Hewlett-Packard says it will take the soon-to-be acquired Palm WebOS not just to its traditional smartphone home, but also to the company's Internet-connected printers.
In reporting quarterly earnings Tuesday, HP chief executive Mark Hurd told Wall Street analysts that HP's plans for the operating system went beyond mobile phones to a variety of devices, including slate computers and printers.
"We expect to leverage WebOS into a variety of form factors, including slate computers and Web-connected printers," Hurd said during the conference call.
HP announced late last month that it would purchase smartphone maker Palm for $1.2 billion in cash. Analysts consider WebOS the crown jewel of Palm's portfolio, and industry observers assumed HP would use the software in future mobile devices, including slate computers. The company in March unveiled plans for a tablet-style PC to compete with Apple's iPad.
However, the use of WebOS in printers was unexpected. Many analysts had focused instead on what the OS could do for HP in the mobile market.
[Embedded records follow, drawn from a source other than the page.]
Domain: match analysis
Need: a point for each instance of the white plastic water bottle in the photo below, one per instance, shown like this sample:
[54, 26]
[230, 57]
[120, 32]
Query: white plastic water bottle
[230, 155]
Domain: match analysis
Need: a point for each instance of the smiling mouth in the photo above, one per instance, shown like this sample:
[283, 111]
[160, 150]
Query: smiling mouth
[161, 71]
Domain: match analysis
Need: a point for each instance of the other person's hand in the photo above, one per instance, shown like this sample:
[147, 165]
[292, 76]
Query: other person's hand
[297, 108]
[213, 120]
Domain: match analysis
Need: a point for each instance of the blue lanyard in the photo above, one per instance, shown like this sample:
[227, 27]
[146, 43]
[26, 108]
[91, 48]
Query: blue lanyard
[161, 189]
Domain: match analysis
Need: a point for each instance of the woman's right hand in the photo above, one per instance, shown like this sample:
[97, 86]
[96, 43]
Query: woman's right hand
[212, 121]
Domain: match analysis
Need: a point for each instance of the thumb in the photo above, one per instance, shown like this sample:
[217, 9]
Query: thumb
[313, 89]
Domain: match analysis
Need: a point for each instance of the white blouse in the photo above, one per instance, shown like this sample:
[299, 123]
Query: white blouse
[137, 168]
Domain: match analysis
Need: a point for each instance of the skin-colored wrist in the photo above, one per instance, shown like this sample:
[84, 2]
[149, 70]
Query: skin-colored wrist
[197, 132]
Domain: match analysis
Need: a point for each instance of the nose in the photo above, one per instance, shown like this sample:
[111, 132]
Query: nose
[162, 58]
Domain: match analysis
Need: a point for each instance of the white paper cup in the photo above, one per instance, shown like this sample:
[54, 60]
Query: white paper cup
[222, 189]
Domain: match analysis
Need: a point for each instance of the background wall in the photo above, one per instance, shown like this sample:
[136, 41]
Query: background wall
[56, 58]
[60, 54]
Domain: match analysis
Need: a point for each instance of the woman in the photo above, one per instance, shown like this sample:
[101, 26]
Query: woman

Besides an operating system, WebOS is a development platform open to applications from third-party developers, and Palm has an online application store that offers software for its smartphones.
"While HP is behind in the consumer mobile market in comparison to Apple's iPhone and Google's Android, TBR believes there is viable opportunity for HP to gain traction in the commercial mobile markets," Jessica Breen, analyst for Technology Business Research, said in a commentary following HP's earnings release.
Use of WebOS in printers makes sense, given HP's strategy for growing its printer business when an increasing number of people are using online photo services to share pictures electronically. Last summer, HP introduced its first Internet-connected inkjet printer that lets people print coupons, movie tickets, maps, and other items from Web sites without having to turn on a PC.
HP reported that revenue in the second fiscal quarter ended April 30 rose 8% year-to-year for its imaging and printing group, which TBR said was "strong growth for this division."
Overall, HP reported that profits in the quarter rose 28% year-to-year to $2.2 billion, or 91 cents a share, as revenue grew 13% to $30.8 billion. A key driver was increased spending on computers by consumers and businesses in an improving economy.